Djimba et Mgomri : un duel pour une satire ! Ils ont beaucoup dit en très peu de temps. Leur théâtre, au-delà de son caractère comique est indissociab
Djimba et Mgomri : un duel pour une satire !
Dans un article que le journal a publié dans son numéro 4874 du 22 février 2024, j’ai parlé de « L’œuvre de Djimba et Mgomri » dans un aspect global relatif aux techniques théâtrales qui font du théâtre djibaén un chef d’œuvre mais qui fait surtout de ses auteurs de véritables artistes comédiens impérissables. Cette fois, nous voudrions aller encore plus loin dans notre aventure, en invitant les lecteurs de cet article à découvrir des thématiques chères chez Djimba et Mgomdri, un levier d’une littérature nationale communiquant grâce aux langues locales.
Ils ont beaucoup dit en très peu de temps. Leur théâtre, au-delà de son caractère comique est indissociable aussi des deux dimensions très importantes : la dimension sociale et la dimension morale sous l’angle politique. Ainsi, j’attends, cette fois démontrer que ce duel charismatique travaille profondément et inévitablement la satire. Ce sera une évidence, le fait de souligner nécessairement le rôle de cette satire djibaénne dans la dénonciation de tout abus, qu’il soit communautaire ou individuel dans un cadre élargi, social ou sociétal, politique et autres. Notre présente analyse traite, cette fois le cas d’une pièce souvent intitulée « M’pulanisho » (Le planning familial).

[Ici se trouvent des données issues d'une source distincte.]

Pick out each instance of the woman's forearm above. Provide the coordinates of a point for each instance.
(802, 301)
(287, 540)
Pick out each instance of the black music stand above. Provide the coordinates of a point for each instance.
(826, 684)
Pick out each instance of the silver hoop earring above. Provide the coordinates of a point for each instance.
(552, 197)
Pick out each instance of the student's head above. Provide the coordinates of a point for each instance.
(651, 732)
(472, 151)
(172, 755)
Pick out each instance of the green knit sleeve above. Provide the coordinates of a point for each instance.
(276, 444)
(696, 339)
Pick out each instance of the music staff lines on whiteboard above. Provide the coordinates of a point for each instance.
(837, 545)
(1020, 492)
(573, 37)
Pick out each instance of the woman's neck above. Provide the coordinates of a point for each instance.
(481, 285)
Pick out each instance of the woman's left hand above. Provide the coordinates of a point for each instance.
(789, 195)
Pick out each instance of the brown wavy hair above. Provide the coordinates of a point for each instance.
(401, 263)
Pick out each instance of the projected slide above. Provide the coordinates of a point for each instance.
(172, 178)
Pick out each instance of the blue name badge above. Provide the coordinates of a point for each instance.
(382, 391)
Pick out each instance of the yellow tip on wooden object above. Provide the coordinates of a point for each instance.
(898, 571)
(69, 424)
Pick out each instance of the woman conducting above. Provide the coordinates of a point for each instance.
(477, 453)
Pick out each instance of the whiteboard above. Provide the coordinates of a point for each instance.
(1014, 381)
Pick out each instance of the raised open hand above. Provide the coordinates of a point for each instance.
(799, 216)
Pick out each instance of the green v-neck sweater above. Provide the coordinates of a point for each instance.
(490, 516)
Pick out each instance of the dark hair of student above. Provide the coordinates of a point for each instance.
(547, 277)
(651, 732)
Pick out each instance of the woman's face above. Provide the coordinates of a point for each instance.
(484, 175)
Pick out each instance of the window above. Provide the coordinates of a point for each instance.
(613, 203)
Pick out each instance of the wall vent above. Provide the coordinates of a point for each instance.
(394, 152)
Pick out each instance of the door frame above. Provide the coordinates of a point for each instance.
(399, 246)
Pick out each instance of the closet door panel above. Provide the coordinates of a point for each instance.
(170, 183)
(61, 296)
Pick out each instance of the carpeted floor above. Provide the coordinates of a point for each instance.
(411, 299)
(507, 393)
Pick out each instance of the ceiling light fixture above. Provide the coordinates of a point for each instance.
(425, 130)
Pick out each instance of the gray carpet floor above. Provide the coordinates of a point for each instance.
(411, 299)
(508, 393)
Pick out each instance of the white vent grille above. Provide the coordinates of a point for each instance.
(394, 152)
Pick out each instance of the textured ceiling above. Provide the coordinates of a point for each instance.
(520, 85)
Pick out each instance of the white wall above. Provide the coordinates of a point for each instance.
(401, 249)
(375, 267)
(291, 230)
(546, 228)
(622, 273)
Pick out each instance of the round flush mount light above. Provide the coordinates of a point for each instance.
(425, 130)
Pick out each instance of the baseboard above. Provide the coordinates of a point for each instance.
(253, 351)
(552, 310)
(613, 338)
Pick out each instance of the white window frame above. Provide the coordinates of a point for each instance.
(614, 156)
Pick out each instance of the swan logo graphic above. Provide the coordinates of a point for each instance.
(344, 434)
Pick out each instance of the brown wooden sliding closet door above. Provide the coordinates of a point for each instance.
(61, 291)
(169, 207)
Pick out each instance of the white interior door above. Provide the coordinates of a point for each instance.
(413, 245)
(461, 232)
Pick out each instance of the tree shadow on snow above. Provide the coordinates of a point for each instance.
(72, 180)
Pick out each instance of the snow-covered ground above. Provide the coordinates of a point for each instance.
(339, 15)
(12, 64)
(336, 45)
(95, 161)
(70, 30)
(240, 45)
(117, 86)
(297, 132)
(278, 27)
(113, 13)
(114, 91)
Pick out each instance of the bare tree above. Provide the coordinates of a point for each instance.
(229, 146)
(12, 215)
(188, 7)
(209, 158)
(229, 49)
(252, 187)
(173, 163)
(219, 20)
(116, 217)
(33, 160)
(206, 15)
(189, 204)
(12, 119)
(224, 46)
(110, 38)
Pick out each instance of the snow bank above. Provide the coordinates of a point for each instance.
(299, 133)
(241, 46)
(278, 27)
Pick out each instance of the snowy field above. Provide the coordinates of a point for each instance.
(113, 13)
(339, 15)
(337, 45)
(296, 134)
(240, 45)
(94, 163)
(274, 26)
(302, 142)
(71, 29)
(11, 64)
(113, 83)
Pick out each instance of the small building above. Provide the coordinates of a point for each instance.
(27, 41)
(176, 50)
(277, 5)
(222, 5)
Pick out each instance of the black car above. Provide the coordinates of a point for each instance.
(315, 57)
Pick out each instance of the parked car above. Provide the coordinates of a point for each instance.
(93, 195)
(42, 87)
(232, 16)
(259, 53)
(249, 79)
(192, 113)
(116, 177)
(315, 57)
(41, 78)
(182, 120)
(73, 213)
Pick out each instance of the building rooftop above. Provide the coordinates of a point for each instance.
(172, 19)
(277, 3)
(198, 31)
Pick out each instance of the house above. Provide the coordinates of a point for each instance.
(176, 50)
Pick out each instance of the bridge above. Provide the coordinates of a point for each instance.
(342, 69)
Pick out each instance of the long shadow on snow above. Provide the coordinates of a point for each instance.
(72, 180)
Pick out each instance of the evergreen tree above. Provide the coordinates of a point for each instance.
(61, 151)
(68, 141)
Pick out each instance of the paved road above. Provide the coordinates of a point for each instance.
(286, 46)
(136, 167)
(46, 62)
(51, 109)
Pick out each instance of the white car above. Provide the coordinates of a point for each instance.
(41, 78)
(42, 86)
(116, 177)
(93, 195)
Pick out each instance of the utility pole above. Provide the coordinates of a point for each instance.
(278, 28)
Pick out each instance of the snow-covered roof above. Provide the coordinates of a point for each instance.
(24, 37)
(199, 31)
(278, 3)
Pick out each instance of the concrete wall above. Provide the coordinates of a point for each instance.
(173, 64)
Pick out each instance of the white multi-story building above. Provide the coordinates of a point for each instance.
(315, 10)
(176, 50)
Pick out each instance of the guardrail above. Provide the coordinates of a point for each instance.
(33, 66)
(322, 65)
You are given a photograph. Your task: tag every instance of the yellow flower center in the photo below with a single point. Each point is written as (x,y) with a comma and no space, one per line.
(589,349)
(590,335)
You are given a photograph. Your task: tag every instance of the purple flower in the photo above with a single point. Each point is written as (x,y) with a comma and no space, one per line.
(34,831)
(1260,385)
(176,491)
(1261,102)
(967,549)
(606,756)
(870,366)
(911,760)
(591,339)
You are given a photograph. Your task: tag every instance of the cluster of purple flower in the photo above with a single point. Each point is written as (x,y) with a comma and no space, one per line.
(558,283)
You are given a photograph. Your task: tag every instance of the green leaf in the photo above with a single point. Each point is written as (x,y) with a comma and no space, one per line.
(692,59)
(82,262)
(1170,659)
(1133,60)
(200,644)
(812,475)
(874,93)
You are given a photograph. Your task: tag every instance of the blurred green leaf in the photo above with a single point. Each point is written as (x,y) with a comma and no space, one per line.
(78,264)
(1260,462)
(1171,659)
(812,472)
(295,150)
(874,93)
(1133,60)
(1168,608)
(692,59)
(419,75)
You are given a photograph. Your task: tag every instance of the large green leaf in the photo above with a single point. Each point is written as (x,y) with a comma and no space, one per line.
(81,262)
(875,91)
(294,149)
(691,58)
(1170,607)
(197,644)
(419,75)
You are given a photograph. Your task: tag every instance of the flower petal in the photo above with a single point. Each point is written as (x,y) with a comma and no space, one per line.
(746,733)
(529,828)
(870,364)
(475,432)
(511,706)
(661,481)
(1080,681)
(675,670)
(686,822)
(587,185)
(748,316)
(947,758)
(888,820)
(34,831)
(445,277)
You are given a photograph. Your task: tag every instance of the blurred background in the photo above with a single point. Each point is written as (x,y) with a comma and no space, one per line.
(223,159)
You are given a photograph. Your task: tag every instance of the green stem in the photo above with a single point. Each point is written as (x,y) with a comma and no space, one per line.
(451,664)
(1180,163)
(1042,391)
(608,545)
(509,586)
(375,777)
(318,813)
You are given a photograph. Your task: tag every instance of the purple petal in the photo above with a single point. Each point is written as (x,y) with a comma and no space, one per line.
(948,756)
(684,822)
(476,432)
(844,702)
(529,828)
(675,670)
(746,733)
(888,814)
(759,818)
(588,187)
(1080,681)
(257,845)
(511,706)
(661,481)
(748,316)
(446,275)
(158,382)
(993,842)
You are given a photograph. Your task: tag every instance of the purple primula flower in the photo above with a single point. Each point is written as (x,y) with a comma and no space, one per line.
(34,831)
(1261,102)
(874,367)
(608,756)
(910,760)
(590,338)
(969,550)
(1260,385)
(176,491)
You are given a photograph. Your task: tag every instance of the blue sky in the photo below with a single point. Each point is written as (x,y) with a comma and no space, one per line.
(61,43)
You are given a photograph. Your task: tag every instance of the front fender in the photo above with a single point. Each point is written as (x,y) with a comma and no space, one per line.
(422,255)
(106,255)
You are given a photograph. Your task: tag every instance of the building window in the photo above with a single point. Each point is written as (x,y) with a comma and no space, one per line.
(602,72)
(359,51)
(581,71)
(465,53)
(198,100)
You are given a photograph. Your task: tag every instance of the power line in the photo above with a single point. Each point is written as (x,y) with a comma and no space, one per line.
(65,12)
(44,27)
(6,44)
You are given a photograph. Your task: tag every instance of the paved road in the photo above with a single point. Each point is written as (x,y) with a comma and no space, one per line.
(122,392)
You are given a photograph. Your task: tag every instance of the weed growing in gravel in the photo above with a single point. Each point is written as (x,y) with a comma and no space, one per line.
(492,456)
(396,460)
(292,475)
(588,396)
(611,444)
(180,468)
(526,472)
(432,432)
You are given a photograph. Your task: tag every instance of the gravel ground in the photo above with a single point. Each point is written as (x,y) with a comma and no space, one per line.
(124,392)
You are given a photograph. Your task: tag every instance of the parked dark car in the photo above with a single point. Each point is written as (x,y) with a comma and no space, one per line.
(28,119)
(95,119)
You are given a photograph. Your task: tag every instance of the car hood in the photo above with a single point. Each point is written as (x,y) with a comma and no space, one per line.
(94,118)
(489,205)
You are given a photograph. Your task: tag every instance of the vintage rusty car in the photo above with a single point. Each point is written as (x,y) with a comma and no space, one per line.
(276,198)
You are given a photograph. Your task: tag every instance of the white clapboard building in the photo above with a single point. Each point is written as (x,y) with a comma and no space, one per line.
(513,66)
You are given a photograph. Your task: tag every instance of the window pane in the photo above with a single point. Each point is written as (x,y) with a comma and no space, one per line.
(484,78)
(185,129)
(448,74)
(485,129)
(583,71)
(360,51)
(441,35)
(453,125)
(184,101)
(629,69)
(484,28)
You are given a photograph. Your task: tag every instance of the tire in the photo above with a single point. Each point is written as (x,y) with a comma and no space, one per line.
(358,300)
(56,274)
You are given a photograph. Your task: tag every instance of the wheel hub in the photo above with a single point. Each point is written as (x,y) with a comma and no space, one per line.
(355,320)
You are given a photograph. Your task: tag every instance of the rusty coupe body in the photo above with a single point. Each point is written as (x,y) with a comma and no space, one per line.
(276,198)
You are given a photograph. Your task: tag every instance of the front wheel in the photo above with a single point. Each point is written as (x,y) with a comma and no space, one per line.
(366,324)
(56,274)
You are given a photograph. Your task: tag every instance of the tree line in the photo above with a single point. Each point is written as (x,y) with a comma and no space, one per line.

« Mpulanisho » : résumé de la pièce
Les villageois de Nkodadziwa reçoivent un courrier dans lequel est annoncée la venue d’une délégation ministérielle conduite par des cadres médecins pour une sensibilisation sur le programme de planification familiale. Le courrier arrive au village dans l’après-midi même à la place publique où les hommes jouant aux cartes palabraient, se moquaient les uns les autres sur les manières de jouer. Le jeune messager, un jeune villageois instruit annonce la nouvelle et demande au public de préparer la place pour l’accueil de la délégation.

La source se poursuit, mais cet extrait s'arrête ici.